Launched in 2003 by Joshua Schachter, Del.icio.us uses a non-hierarchical keyword grouping system whereby users "tag" each of their Web bookmarks with a set of chosen keywords.
For Yahoo!, Del.icio.us and Flickr represent an alternative approach to traditional Web search and its reliance on computer algorithms to determine relevance, said Eckhart Walther, vice president of product management at Yahoo! Search.
"We now see search and online communities at the heart of our mission," Walther said.
As with Flickr, Yahoo! will support the growth of Del.icio.us as an independent entity--helping to scale the site's infrastructure to meet demand--while using Del.icio.us' resources to enhance new and existing Yahoo! products.
"Don't be surprised if you see My Web and Del.icio.us borrow a few ideas from each other in the future," wrote Jeremy Zawodny on the Yahoo! Search blog on Friday.
Zawodny was referring to My Web 2.0, the "social search engine" that Yahoo! launched over the summer, and is based on a page-ranking technology that organizes pages based on a user's search patterns as well as "the shared knowledge of the people they trust."
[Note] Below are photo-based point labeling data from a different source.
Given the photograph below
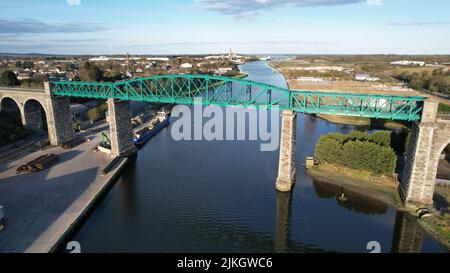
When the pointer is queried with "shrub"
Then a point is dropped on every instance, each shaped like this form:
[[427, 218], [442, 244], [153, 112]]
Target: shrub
[[329, 150], [382, 138], [358, 135]]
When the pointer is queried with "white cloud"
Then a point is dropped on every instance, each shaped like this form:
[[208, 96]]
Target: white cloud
[[249, 8], [374, 2], [73, 2]]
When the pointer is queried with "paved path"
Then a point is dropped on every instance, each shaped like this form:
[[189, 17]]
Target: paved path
[[41, 206]]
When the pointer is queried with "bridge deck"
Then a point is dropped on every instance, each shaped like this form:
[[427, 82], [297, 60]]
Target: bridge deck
[[224, 91]]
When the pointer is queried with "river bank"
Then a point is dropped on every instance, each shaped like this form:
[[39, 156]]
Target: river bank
[[384, 189], [43, 207]]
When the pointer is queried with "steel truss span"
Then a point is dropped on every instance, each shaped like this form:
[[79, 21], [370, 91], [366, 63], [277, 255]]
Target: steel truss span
[[225, 91]]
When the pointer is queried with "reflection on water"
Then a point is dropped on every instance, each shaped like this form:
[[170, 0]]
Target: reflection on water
[[356, 201], [408, 236], [219, 196]]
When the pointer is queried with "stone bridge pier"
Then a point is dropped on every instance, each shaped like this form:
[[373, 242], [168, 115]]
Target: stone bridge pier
[[286, 167], [427, 141], [32, 102]]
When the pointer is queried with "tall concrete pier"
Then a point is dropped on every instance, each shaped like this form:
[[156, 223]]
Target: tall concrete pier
[[120, 128], [59, 118], [427, 141], [286, 167]]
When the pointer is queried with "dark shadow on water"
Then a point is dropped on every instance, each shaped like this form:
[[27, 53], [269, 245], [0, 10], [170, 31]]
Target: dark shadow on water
[[40, 202], [440, 201], [408, 235]]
As in the case of Flickr and Del.icio.us, Yahoo! has developed a reputation for acquiring promising startups for their devoted community of users as well as their intellectual property. Flickr's team, for instance, contributed significantly to the look and communal sensibility of Yahoo! Answers, a new question-and-answer site that launched last week. By design, Answers is more conducive to common language and human intuition than your average search engine because it is powered by people.
One challenge for Yahoo! when buying a community site is not alienating its members in the process. At Flickr, there was an initial backlash against Yahoo! ownership. "The Flickr folks said: 'We're going to Flickr-ize Yahoo!' when we acquired them," said Walther.
But since then, Flickr has grown its audience, with unique monthly traffic surging from 874,000 in February to 3.1 million in October, according to Nielsen//NetRatings.
Schachter will head out to Yahoo!'s offices in Sunnyvale, Calif., while his eight existing employees will remain in New York.